IBM is seeking a Mid or Senior Level Cyber Security Analyst to work on the CISO Security Operations Center team - supporting the rapid threat detection and response mission. This position requires a motivated fast learner, who can work within a security operations function to identify, analyze, and remediate potential threats to the environment. The candidate will require security industry knowledge that evolves with current and emerging threats, as well as an ongoing understanding of key business and technological processes.

Your role and responsibilities

This role will perform security monitoring, investigations, and response to thwart internal and external threats to the IBM environment. Additionally, you will collaborate on an ongoing basis with the Cyber Security Rapid Response Incident Response Team and other security teams to support detection, triage, incident analysis, containment, remediation and reporting of events/incidents while coordinating, balancing business priorities, emerging and actual threats and best practices to ensure the confidentiality, integrity and availability of information assets. This role may include daytime, evening or overnight and weekend shifts to meet business requirements and fulfill the 24x7 mission.

Required technical and professional expertise

* 2+ years of information security related experience

* Experience with security operations, security engineering, risk management, vulnerability management, threat analysis, security auditing, incident response and other information security practices preferred

* Strong knowledge of cloud computing and network protocols

* Knowledge of industry information security standards/frameworks (NIST, MITRE, FEDRAMP)
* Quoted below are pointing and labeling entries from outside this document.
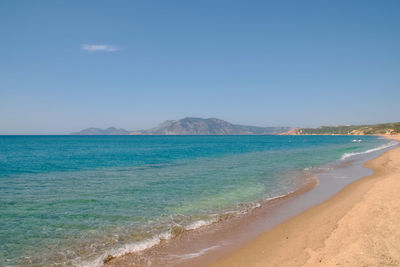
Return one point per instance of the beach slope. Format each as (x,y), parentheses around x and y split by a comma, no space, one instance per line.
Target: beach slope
(360,226)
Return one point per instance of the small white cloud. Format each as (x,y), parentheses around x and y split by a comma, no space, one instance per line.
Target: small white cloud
(99,47)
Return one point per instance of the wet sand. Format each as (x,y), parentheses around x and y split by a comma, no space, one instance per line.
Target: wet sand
(359,226)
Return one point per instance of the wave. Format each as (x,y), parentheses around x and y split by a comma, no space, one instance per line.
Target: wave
(387,145)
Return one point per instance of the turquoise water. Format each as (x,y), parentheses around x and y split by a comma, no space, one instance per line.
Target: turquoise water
(74,200)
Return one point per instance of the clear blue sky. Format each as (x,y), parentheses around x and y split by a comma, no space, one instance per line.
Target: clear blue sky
(68,65)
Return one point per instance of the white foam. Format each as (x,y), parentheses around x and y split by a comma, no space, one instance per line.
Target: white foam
(348,155)
(195,254)
(129,248)
(200,223)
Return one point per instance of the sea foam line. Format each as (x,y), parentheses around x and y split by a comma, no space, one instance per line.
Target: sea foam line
(145,244)
(390,144)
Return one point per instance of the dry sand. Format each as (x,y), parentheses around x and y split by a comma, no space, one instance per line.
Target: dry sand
(360,226)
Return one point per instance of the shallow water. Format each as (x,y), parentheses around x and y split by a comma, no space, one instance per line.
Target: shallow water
(75,199)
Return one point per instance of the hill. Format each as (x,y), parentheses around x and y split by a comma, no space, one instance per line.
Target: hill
(211,126)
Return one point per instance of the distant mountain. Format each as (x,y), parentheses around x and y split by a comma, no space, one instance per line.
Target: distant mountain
(211,126)
(98,131)
(383,128)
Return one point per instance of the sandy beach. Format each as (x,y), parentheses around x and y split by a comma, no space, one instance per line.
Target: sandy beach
(359,226)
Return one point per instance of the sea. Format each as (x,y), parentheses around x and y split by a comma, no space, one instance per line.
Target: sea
(75,200)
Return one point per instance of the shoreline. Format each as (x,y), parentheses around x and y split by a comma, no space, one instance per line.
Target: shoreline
(357,226)
(210,243)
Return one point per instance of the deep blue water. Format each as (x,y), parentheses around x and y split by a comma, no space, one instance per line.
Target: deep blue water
(75,199)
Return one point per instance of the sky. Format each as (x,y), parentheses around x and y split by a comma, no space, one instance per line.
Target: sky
(69,65)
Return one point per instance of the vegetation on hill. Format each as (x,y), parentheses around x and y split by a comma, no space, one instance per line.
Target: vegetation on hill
(383,128)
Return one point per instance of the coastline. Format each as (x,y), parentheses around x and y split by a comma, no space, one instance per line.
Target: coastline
(208,244)
(357,226)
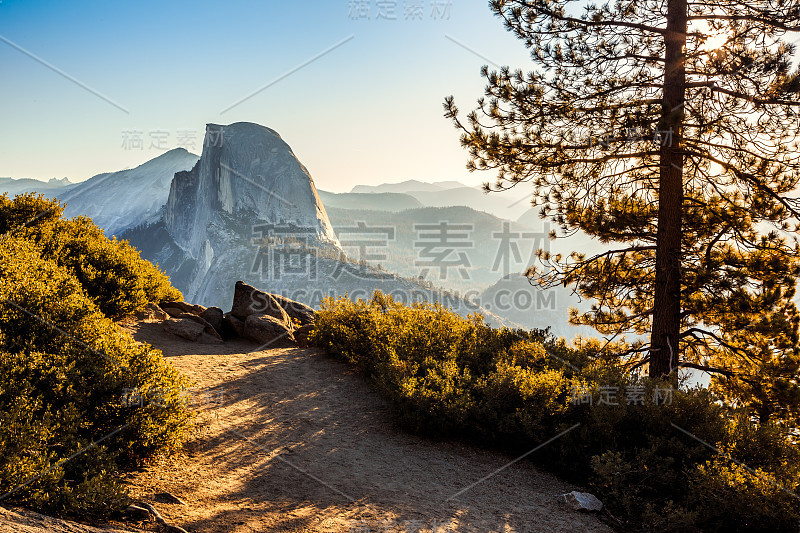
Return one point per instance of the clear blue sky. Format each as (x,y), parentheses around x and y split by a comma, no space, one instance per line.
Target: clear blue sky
(368,111)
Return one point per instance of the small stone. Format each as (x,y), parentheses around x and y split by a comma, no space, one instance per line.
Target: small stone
(183,307)
(213,315)
(137,513)
(232,326)
(301,335)
(151,311)
(297,311)
(167,497)
(267,329)
(583,501)
(184,327)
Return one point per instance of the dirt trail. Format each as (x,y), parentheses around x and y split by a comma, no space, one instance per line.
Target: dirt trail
(291,440)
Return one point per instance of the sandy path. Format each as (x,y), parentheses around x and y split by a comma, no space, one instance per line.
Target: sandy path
(292,440)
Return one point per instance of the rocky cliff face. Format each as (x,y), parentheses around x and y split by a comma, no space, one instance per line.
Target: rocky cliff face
(247,187)
(247,175)
(117,201)
(249,210)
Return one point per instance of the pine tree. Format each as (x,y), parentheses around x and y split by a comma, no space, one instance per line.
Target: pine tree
(667,127)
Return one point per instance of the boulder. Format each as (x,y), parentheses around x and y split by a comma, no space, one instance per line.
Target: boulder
(183,307)
(247,301)
(184,327)
(301,335)
(213,315)
(297,311)
(232,326)
(174,311)
(151,311)
(266,329)
(583,501)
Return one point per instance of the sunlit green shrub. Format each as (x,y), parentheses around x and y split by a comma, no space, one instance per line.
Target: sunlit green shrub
(648,450)
(67,375)
(110,271)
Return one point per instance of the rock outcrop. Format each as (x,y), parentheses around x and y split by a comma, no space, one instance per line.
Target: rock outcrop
(268,319)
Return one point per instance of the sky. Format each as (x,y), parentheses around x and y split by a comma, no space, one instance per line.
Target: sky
(354,87)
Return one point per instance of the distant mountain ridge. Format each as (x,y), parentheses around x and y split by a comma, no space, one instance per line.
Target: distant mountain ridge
(49,188)
(408,186)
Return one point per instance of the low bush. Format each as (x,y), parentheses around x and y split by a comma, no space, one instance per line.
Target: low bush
(662,458)
(110,271)
(79,398)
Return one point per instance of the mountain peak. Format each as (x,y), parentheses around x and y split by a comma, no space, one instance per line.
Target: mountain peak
(249,174)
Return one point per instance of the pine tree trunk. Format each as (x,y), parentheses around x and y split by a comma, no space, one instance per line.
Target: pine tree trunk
(667,304)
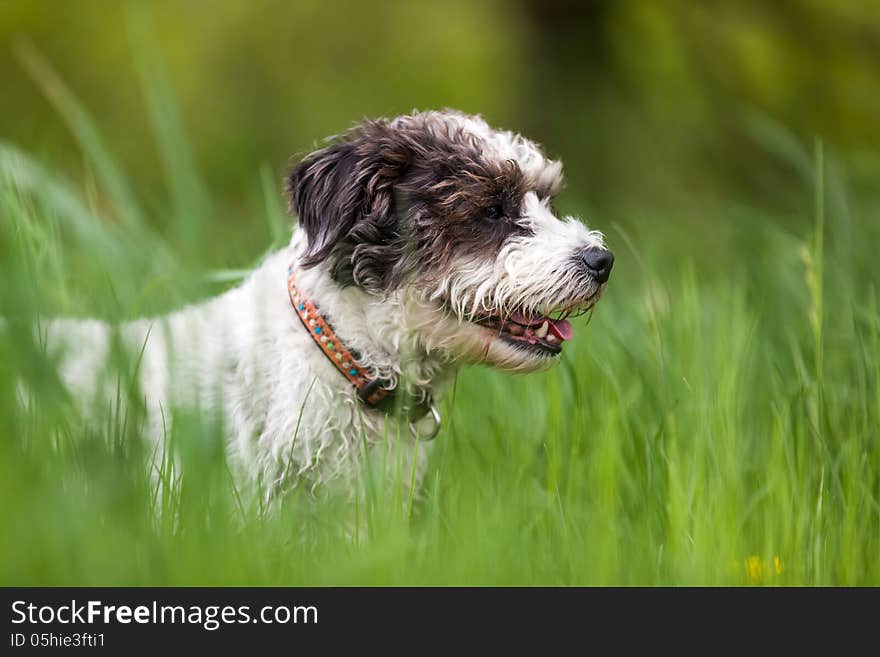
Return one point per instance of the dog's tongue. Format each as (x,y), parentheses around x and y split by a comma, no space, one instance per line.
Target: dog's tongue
(561,328)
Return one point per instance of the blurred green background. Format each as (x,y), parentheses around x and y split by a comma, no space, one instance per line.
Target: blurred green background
(650,104)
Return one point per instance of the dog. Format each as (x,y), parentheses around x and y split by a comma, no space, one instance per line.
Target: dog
(425,243)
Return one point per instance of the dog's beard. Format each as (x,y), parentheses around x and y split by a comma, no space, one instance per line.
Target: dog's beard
(513,333)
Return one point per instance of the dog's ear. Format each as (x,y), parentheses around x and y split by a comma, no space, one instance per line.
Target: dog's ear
(344,198)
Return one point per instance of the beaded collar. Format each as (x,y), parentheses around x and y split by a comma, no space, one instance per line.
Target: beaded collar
(374,392)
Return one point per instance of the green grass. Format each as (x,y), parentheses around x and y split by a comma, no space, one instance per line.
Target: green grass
(716,422)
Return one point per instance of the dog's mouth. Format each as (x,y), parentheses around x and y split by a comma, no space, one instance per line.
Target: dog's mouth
(544,334)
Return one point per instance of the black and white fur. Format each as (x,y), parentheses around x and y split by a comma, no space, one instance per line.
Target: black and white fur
(411,230)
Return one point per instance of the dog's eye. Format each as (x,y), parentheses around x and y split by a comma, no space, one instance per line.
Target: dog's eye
(495,212)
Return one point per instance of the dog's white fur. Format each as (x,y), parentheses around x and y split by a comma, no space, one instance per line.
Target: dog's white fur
(245,356)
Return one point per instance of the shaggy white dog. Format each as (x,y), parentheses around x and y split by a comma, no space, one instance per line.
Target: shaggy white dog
(425,242)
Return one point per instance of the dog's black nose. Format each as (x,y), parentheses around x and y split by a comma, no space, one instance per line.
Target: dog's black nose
(599,261)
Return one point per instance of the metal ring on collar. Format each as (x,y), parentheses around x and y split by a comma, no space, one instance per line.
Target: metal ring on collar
(435,427)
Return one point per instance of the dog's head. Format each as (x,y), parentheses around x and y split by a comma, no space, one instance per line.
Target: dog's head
(457,218)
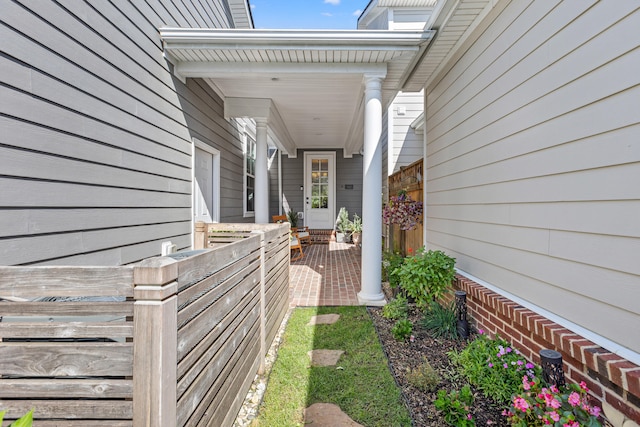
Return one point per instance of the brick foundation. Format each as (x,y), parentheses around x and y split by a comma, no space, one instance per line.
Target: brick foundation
(611,378)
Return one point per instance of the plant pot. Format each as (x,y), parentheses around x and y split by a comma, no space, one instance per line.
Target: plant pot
(357,238)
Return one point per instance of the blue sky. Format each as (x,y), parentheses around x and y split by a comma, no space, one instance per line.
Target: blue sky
(307,14)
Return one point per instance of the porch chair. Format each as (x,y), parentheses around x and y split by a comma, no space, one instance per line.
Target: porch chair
(302,233)
(294,242)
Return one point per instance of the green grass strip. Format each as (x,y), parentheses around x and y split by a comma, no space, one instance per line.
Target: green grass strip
(360,384)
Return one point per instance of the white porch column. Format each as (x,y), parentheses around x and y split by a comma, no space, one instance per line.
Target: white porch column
(371,276)
(261,185)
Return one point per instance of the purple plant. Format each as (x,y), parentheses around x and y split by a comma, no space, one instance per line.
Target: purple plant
(403,211)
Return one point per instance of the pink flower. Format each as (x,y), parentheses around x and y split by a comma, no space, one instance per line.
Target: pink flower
(520,403)
(554,416)
(574,399)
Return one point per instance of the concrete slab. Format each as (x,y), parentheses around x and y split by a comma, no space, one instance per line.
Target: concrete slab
(324,357)
(327,415)
(324,319)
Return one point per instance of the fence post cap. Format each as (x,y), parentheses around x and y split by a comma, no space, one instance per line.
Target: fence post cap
(155,271)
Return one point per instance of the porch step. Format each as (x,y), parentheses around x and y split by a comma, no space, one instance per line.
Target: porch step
(320,236)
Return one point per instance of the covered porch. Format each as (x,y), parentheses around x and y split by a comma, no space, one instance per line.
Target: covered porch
(327,275)
(320,95)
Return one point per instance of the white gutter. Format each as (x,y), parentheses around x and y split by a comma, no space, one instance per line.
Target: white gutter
(200,38)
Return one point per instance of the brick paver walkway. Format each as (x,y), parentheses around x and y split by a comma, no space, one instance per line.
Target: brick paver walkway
(326,275)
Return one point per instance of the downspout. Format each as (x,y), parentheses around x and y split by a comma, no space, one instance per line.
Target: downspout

* Experience working with SIEM tools and log analysis

* Knowledge of EDR tools and endpoint analysis

* Excellent written and oral communication skills with the ability to effectively communicate with information technology professionals as well as senior management and auditors

* High level of personal integrity, and the ability to professionally handle confidential investigations and exude the appropriate level of judgment

* High degree of initiative, accountability, and ability to work as part of a team

Preferred technical and professional experience

* 4+ years of information security experience in a security operations or engineering role

* Strong understanding of networking protocols and firewall management

* Enterprise experience in incident response or security operations environment

* Experience with programming or scripting languages

* Experience tuning rules within SIEM tools like Qradar

* Strong experience with EDR platforms, such as Crowdstrike, Microsoft Defender 365, Uptycs or Carbon Black, conducting analysis as part of investigations

* Experience with cloud computing platforms, e.g. IBM Cloud, Amazon Web Services, Azure

* Experience with host virtualization platforms, e.g. VMware, Hyper-V

* Experience with application container technologies, e.g. Kubernetes

* Purple team experience conducting attacker simulation and adversary emulation

* System administration skills for Windows and Linux

* Windows, Linux and/or Mac forensics

IBM is committed to creating a diverse environment and is proud to be an equal-opportunity employer. All qualified applicants will receive consideration for employment without regard to race, color, religion, sex, gender, gender identity or expression, sexual orientation, national origin, caste, genetics, pregnancy, disability, neurodivergence, age, veteran status, or other characteristics. IBM is also committed to compliance with all fair employment practices regarding citizenship and immigration status.